L’obiettivo era raggiungere una spiaggia più “selvaggia e suggestiva” nel pomeriggio. Boba, la moglie di Mark, ci ha consigliato di raggiungere un angolo selvaggio, chiamato Pasjaca.
Trattasi di una spiaggia raggiungibile soltanto per mezzo di una scala scavata nella montagna a picco sul mare.
In fondo, piccola e compatta, c’è la spiaggia. Affaccia a sud ovest, quindi niente tramonto sul mare. Carina, ma affollata, nonostante la fama di location inaccessibile e selvaggia.
L’indomani avremmo puntato a Dubrovnik.
Dubrovnik: che caos i turisti!
Per me Dubrovnik, altrimenti nota come Ragusa, non sarebbe stata una novità. Avendola vista già due volte, in occasioni e momenti diversi della vita, l’entusiasmo non era poi così tanto.
Prima delle considerazioni, però, raccontiamo la giornata.

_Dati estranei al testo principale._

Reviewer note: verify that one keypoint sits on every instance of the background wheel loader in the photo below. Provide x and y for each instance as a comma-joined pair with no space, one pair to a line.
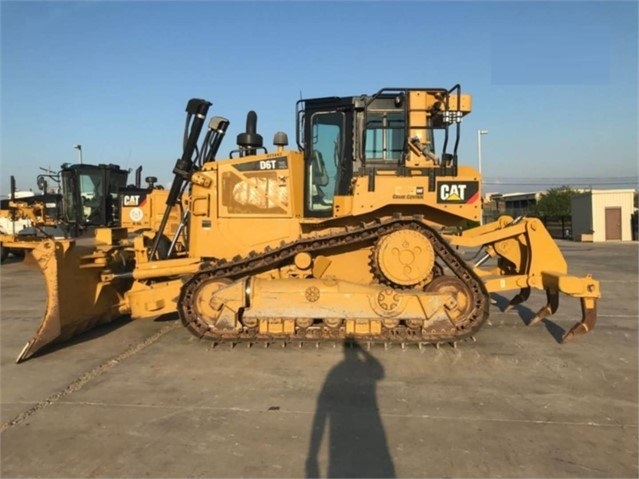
354,234
89,196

Partiti da Mlini, su consiglio di Mark e Boba, abbiamo optato per un traghetto (non lo è, in realtà, è più una barchetta – taxi-boat) che dal porticciolo del comune dei mulini ci ha condotti, direttamente alle mura di Dubrovnik. 32€ in quattro, giusto prezzo, contando la comodità di non dover far altro che star seduti.
Sbarcati, dopo una traversata tranquillissima, ammirando la costa spoglia e qualche albergo abbandonato e ancora con i segni della guerra che ha colpito questi territori della Dalmazia, ci siamo trovati catapultati in una città piccola e caotica.

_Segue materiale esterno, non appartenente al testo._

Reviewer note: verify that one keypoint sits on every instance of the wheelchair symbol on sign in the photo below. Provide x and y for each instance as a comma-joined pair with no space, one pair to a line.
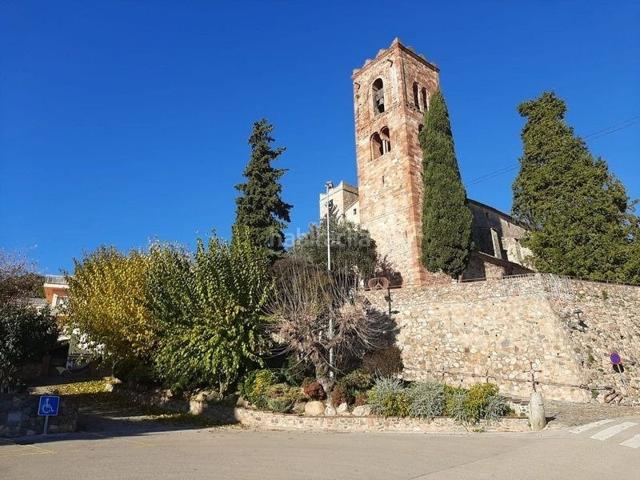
47,408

Non di quel caos alla Napoli, alla Palermo o alla Milano, ma un caos da parco giochi.
Un parco giochi…
Turisti ovunque, odore di fritto, la salsedine mista al cherosene delle barche, acescenza da birra, profumo di donne, profumo di uomini, rumore di voci, bambini, adulti, mille lingue diverse.
Ci incamminiamo verso il centro.
E’ tanto cambiata da come la ricordavo. Ci ero stato dieci anni prima, ed era un luogo molto, molto, più autentico. I turisti non sono mai mancati, ma erano in quantità adeguata ad un piccolo centro storico. L’autenticità dei locali e negozi era percepibile, adesso, invece, come a Firenze, sembra tutto finto.

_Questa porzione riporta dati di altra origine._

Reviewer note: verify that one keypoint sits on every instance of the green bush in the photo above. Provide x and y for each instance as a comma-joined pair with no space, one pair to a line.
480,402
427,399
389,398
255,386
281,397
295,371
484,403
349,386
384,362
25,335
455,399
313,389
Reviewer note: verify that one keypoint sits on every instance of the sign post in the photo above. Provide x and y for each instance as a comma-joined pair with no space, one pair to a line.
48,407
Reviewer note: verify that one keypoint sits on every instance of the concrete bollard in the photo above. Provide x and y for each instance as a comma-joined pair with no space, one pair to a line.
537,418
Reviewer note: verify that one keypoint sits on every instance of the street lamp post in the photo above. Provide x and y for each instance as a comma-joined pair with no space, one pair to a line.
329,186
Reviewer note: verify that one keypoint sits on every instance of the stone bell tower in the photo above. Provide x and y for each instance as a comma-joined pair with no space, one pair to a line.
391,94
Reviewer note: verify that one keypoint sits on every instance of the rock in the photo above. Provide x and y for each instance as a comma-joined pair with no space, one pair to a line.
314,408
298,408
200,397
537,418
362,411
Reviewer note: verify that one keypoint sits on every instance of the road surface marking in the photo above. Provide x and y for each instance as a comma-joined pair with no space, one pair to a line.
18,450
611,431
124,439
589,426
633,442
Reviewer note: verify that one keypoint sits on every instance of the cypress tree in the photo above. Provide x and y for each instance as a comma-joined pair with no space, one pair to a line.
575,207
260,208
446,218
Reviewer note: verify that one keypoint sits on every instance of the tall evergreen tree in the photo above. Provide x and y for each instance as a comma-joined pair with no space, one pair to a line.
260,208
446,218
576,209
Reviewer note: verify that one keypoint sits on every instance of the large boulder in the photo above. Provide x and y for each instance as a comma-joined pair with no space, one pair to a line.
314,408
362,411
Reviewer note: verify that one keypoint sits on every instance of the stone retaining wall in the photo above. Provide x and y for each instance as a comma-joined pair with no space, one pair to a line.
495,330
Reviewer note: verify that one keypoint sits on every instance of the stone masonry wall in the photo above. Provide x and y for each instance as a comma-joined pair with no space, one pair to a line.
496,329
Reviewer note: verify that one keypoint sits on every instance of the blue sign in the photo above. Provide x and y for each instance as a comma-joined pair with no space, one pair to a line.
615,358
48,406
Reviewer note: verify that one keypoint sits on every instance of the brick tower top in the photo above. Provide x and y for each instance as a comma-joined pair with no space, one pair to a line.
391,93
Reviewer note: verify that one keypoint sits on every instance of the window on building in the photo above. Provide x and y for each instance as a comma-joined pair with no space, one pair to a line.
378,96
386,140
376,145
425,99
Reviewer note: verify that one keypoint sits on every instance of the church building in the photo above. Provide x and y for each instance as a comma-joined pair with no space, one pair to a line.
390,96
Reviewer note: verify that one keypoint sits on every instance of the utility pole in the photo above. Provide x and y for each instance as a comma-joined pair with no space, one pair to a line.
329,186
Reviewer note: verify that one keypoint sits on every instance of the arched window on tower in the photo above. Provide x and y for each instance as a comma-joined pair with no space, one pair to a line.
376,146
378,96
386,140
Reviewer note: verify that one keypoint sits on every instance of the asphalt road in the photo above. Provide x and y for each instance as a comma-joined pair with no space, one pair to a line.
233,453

Lungo le strade abbondano i bar, e i negozi di immancabili souvenir, purtroppo inflazionati tantissimo dal fenomeno Game of Thrones.
Essendo stato set della serie, quale Approdo del Re, oggi tutto quasi ruota intorno alla serie tv di HBO, rovinando la bellezza del luogo.
Abbiamo passeggiato, comunque, da bravi turisti per il centro storico. Ammirandone le architetture antiche, e nei vicoletti silenziosi apprezzando ancora la lentezza della vita. Immancabile, infine, il giro mura.
Lungo, sotto il sole, e stancante, ma un must per chi visita la città.
A spasso sulle mura di Dubrovnik
Le mura, infatti, che girano interamente intorno al centro storico, sono tenute benissimo e consentono di perdersi con lo sguardo tra tetti, mare e l’isola di Lokrum. Pranzo frugale e rapido in un locale a caso, dopotutto Dubrovnik poco offre di autentico, con delle “bruschette” che avrebbero avuto, forse, nel nome qualcosa di italiano… ma che di italiano non avevano in realtà manco la fantasia.
Caffè e via con qualche altro passo da fare per i vicoletti, fino a voler tornare a Mlini per dedicarsi al mare, al tramonto.
Qualche breve considerazione
Dubrovnik è carina, ma è come Gardaland ormai. Tutto fa business, tutto fa turismo. Tutto, anche la storia, si perde nell’inseguire il denaro, cancellandosi per lasciar spazio a storie e avventure, tour e aneddoti sulla serie TV.
Preferisco ricordare la città di Ragusa, in Dalmazia, come l’ho vista anni ed anni fa.
Dopo una cena tranquilla a Mlini, in un localino vista mare, e dopo un bagno al tramonto nella completa tranquillità del borgo, la notte e le valige ci attendevano per condurci, l’indomani, all’isola di Hvar.